Uma crônica política de ficção, puro humor sem qualquer compromisso com a realidade.
A ausência de escândalos de corrupção no Governo Federal deve estar causando surtos de perplexidade nos opositores e esquerdistas.
Fico imaginando os diálogos nas reuniões desses, sempre em discretos restaurantes ou residências oficiais, envolvendo as mais destacadas figuras oposicionistas, tudo regado dos melhores vinhos, uísques e acepipes, nas quais destilam suas frustrações, pois sabem que a população elegeu alguém que não se corrompeu na política:
“Como assim? Esse pessoal do Bolsonaro não cede às oportunidades, às tentações? Será que não são humanos?” – diz um deles após degustar um bocado de caviar de esturjão.
“É claro que são humanos. – responde outro – “São como nós, é só uma questão de tempo e vamos ter o que denunciar”.
“Será? – retruca o primeiro – “Já se passaram 20 meses e nada; nenhuma denúncia, nenhum desvio de verba, nenhum superfaturamento… Nada. Já tentamos de tudo, usamos todo decálogo de Lênin e nada cola nele. Tem coisa aí que escapa à minha compreensão. O que será que eles estão armando?”
“Calma, amigos” – diz um terceiro – “Tem o caso Queiroz. Ele está preso, ilegalmente é verdade, mas a pressão deve estar sendo grande sobre ele, vai acabar fazendo alguma delação”.
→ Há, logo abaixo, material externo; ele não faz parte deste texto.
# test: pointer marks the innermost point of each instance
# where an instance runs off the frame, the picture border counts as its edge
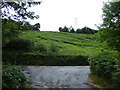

“Queiroz?” – indaga outro – “Ora, companheiros, essa história de rachadinha não dá nada. Todo mundo sempre fez e nada jamais aconteceu. Além disso, nada se comprovou contra o filho do homem e isso não o atinge diretamente. É preciso coisa melhor, algo contra ele.”
“Melhor? – retruca o terceiro –” E o caso dos R$ 86 mil? Isso tem potencial, não tem?”.
“Não tem não, amigo” – afirma o primeiro – “Esse valor, dividido no tempo, dá pouco mais de milão por mês. Além disso, é coisa antiga. É muito pouco para virar um escândalo de corrupção. Isso é troco que eu dava aos meus auxiliares por mala transportada, além dos cargos; é brincadeira de criança. Vamos falar sério”.
Um ar de desânimo se abate sobre o grupo.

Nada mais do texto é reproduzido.